さて、関心を惹かれるのは、引用した、戦争になったら日本の軍隊が米軍の指揮下に入って戦うという密約の大スクープが『朝日ジャーナル』に発表されたとき、大反響が起きたかというと、そうではなくて編集部には葉書が1枚舞い込んできたというだけだった。
このあたり、いかにも日本人らしい。

基本的に同胞愛の少ない、民族愛の少ない国民性なのである。

このとき結ばれた密約は、決定的に重要である。
戦争になれば自衛隊は米軍の指揮下に入って戦うことを、約束したのである。

しかも日本国民には内密に。
「この合意は日本国民に与える政治的衝撃を考えると、当分の間秘密にされるべきである」とまで述べている。
ここですぐにわかるのは、吉田茂には国益の観点が皆無であることだ。

もはや日本という国家や民衆よりも、クラーク大将やマーフィー駐日大使の方が親密で大切だったことがわかる。

国民より米国の方が大切といえば、1978年度以来、在日米軍のために自民党は、国民の税金、約20兆円を差し出してきた。
日本の駐留米軍に対する経費負担割合は、約75%にも達する。
これは外国と比べても、日本だけが突出して高い。

米軍を自民党と自衛隊が守っている。
しかし、それでも米国は、日本の1%、とりわけ自民党が、裏切らないように徹底した監視のもとにおいている。

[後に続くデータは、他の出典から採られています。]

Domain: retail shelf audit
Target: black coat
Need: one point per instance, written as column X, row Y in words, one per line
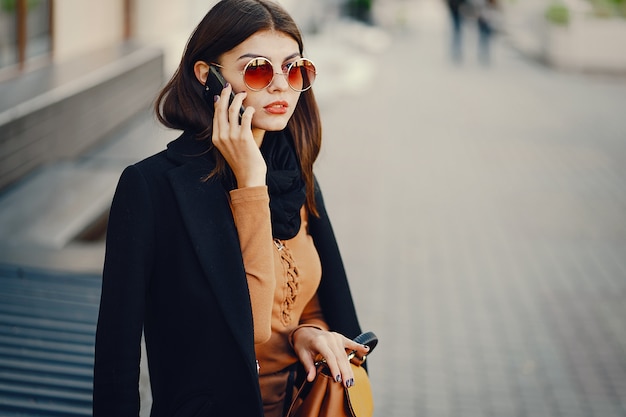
column 173, row 267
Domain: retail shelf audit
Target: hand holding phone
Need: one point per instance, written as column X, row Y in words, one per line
column 214, row 85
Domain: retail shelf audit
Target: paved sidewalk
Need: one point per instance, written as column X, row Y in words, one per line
column 481, row 213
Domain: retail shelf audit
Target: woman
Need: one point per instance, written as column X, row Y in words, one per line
column 219, row 248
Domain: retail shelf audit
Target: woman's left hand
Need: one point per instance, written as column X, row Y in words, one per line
column 310, row 342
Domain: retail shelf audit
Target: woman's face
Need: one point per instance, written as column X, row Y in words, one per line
column 274, row 104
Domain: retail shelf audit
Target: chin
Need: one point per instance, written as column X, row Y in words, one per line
column 273, row 125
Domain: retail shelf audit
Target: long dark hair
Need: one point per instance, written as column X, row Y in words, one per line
column 180, row 104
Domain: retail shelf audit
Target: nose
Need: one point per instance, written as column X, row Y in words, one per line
column 279, row 82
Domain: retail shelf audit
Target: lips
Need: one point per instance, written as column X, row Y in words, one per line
column 277, row 107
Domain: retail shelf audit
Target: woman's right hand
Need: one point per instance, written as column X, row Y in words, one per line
column 236, row 142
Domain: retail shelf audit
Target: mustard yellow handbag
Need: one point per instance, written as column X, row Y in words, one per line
column 326, row 398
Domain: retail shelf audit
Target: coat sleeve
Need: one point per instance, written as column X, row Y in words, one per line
column 127, row 265
column 334, row 293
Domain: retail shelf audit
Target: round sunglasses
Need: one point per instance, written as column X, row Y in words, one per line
column 259, row 73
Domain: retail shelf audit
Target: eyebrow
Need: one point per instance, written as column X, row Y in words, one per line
column 251, row 56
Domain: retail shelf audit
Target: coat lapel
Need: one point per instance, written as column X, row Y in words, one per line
column 204, row 206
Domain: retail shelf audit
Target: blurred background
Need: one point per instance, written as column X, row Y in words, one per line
column 474, row 167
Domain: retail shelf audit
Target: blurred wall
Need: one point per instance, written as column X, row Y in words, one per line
column 84, row 25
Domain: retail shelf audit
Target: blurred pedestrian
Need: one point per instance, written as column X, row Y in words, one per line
column 219, row 248
column 486, row 17
column 485, row 13
column 456, row 9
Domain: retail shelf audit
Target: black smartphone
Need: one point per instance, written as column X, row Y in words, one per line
column 213, row 87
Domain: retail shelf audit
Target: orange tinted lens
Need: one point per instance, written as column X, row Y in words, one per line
column 301, row 74
column 258, row 74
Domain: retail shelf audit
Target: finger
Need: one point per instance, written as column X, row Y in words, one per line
column 234, row 111
column 356, row 348
column 220, row 115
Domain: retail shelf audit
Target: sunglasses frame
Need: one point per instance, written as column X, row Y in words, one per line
column 274, row 73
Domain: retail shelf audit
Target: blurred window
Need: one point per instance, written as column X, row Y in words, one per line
column 25, row 31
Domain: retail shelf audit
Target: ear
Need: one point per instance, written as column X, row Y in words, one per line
column 201, row 70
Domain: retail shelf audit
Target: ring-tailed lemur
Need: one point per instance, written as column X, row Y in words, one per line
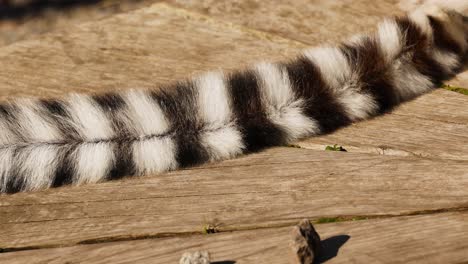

「独立から3か月後の1952年7月23日、口頭での「指揮権密約」が成立」した。
現在、安倍が、しきりにトランプを煽っているように見えるのは、いざ米国が北朝鮮攻撃に踏み込んだときに、「自主的に」参戦する見かけ作りをやっているのかもしれない。

米国の戦争に反対できない、主権を未だに奪われた国、実質的な植民地である現実を、世界に晒すわけにもゆくまい。